Такие размышления занимали его, когда он вступал на панский двор. Ободривши себя такими замечаниями, он упросил Дороша, который посредством протекции ключника имел иногда вход в панские погреба, вытащить сулею сивухи, и оба приятеля, севши под сараем, вытянули немного не полведра, так что философ, вдруг поднявшись на ноги, закричал: «Музыкантов! непременно музыкантов!» — и не дождавшись музыкантов, пустился среди двора на расчищенном месте отплясывать тропака. (М-2, 88)
«Музыкантов! непременно музыкантов!» — таково общее желание обоих Брутов, таков их общий ритуал: у американского, с его обманчивым «обликом твердо стоящего на ногах человека» (286), — сдержанно-цивилизванный, у украинского — настолько безудержного, что его внутренняя музыка рождает танец, «не дождавшись музыкантов»
«Лишь спустя примерно три месяца, — говорит дальше Цукерман, — когда я узнал тайну... — мне стала ясна подоплека соглашения между ними: он ей все рассказал. Фауни, единственная из всех, знала, как Коулмен Силк стал тем, чем он стал. Откуда мне это известно? Да ниоткуда. Этого, как и всего прочего, я не знаю и знать не могу. Теперь, когда они мертвы, этого никто не может знать. К худу или к добру, я могу заниматься лишь тем, чем занимается всякий, кому кажется, что он знает. Я воображаю. Я вынужден воображать — такая у меня профессия. Только это я сейчас и делаю» (286).
И я только это сейчас и делаю. Ведь на самом деле я далек от мысли, что все замеченные сходства (а их много и не на все успеешь указать в кратком сообщении) есть результат непосредственного влияния Гоголя на Рота. Скорее это «влияние» родителей Рота, которые родом с Украины. Наш специфический украинский юмор прилипает от дедов-прадедов навек, и не отодрать его, будь ты хоть трижды евреем, будь ты хоть негром преклонных годов — как профессор и декан Коулмен Брут Силк, так удачно вжившийся в образ Хомы Брута.
Примечания
1. Здесь и далее цитирую Ф. Рота по изд.: Рот Ф. Людское клеймо. М., 2005. — 479 с. (цитируемые страницы указаны в тексте).

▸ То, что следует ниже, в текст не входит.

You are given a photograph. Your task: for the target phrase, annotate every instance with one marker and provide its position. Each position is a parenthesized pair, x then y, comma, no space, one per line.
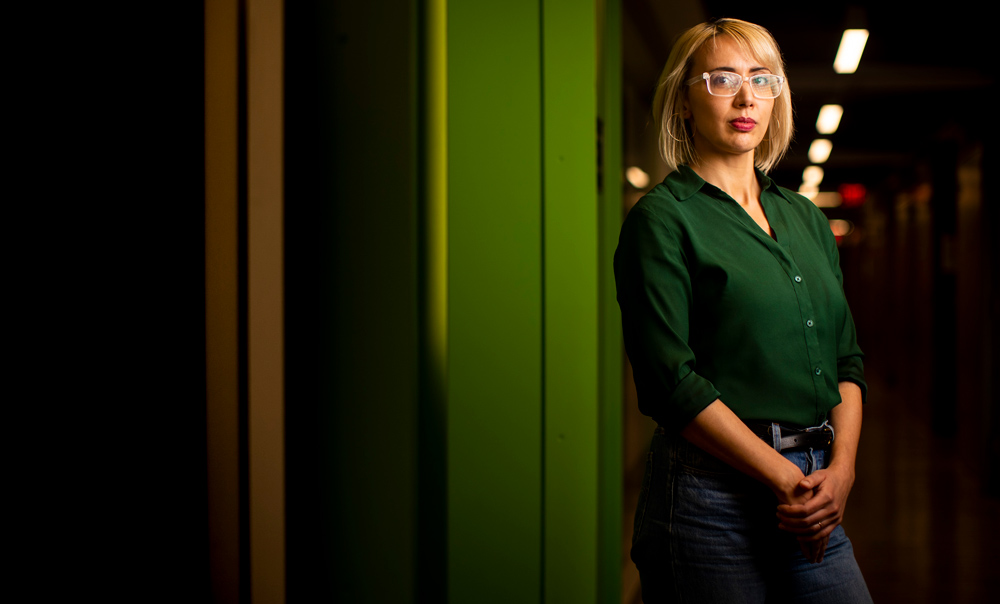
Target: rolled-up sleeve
(850,365)
(655,295)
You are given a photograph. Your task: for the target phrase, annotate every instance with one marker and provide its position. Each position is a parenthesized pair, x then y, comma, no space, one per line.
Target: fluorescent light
(852,44)
(819,150)
(812,176)
(829,119)
(638,178)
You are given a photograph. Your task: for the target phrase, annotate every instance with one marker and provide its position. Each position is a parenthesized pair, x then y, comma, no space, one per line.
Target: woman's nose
(744,96)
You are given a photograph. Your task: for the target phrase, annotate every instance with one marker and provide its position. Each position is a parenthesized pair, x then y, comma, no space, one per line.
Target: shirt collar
(684,182)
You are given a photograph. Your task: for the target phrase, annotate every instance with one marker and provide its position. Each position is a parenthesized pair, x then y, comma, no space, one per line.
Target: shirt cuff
(851,369)
(692,394)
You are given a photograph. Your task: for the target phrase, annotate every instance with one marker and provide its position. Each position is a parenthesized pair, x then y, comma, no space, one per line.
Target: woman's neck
(735,176)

2. Перед ним стоял какой-то образ человеческий исполинского роста. Веки его были опущены до самой земли. Философ с ужасом заметил, что лицо его было железное (с.90). Здесь и далее цитирую «Вия» по первому изд.: Гоголь Н. Миргород. СПб., 1835. Ч. 2. С. 7 — 96 (М-2, цитируемые страницы указаны в тексте).